Foley & Lardner information security lawyer Mike Overly also advised this approach for healthcare in an April 2016 interview with HealthITSecurity.com. Strong backups and being able to switch to the backup systems could keep a provider from having to shut down, he said. Disaster recovery planning will also ensure that employees can still perform daily operations should computer networks be temporarily down or inaccessible.

“Unfortunately, what we see in many instances, is everyone kind of moves immediately to ‘Oh it just needs a software solution to this.’ Or ‘We need to use better anti virus software and all will be well,’” Overly explained. “I think those organizations are not going to serve themselves well with that kind of approach.”

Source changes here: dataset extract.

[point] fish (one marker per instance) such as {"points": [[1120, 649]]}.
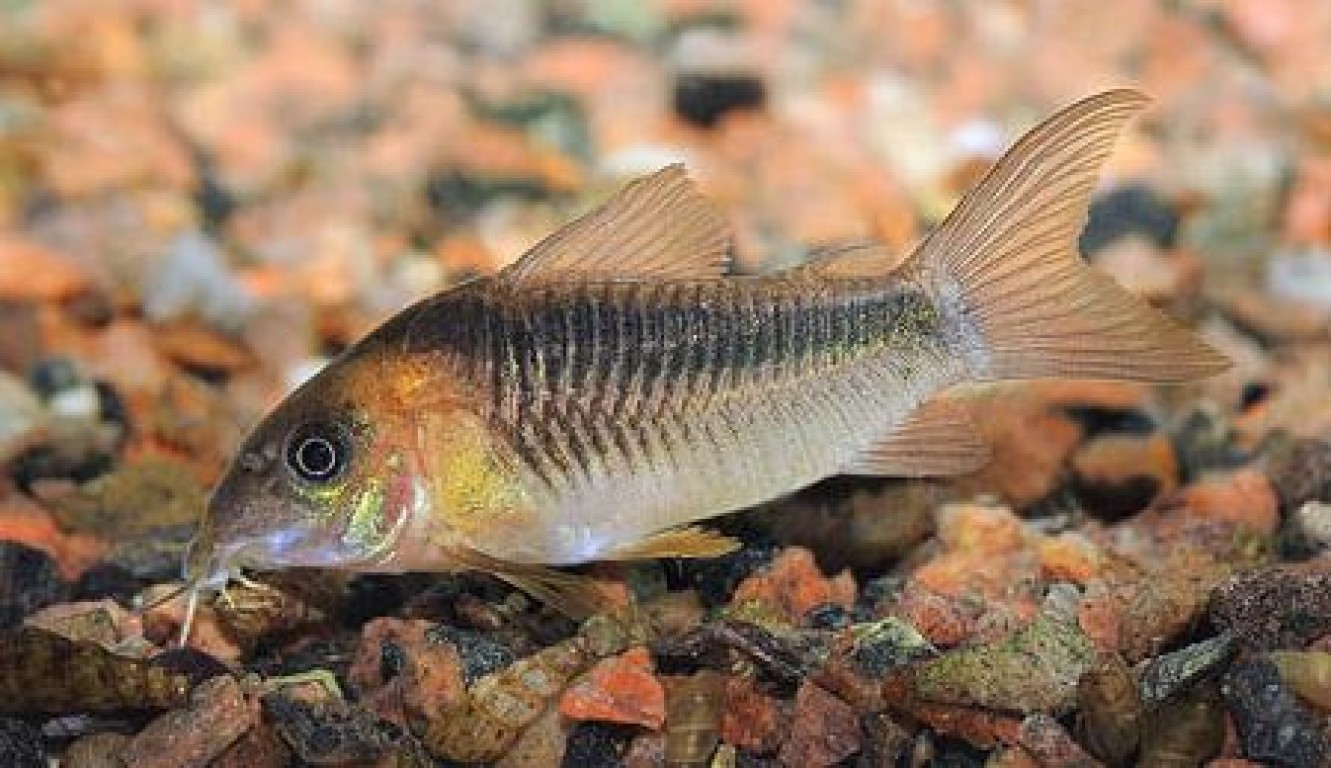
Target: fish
{"points": [[618, 385]]}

The FTC panelists also said that should an organization come under attack, it would not be well-advised to pay the ransom. Even if the money is paid, there is no guarantee that the encrypted data will be returned.

“In some cases the attackers simply increase their demands once a victim expresses a willingness to pay,” the blog post summarized. “Despite the serious risks to consider before paying a ransom, panelists also recognized that businesses may need to evaluate all possible options in the event of a crippling ransomware attack that limits the organization’s ability to function.”

Healthcare privacy and security experts have also argued against paying the requested ransom.

Institute for Critical Infrastructure Technology (ICIT) contributor Travis Farral stated in a November 2016 webcast that the default response should always be to not pay the money.

“Every situation is dependent on understanding the risks of paying versus potentially not having access to the information again,” Farral said. “If you’re a healthcare organization and there’s a risk in not paying because there weren’t ample backups, or there wasn’t a way to recover that system, is that the cost is a couple hundred bucks, you’re probably going to go ahead and just pay it. They need to get that system back online.”

This is why backup plans are so critical, he added. That way, a provider can work toward ensuring that patient lives will never be at risk if a healthcare system is attacked. The organization can know that it can continue with its backups and not have to pause caring for patients.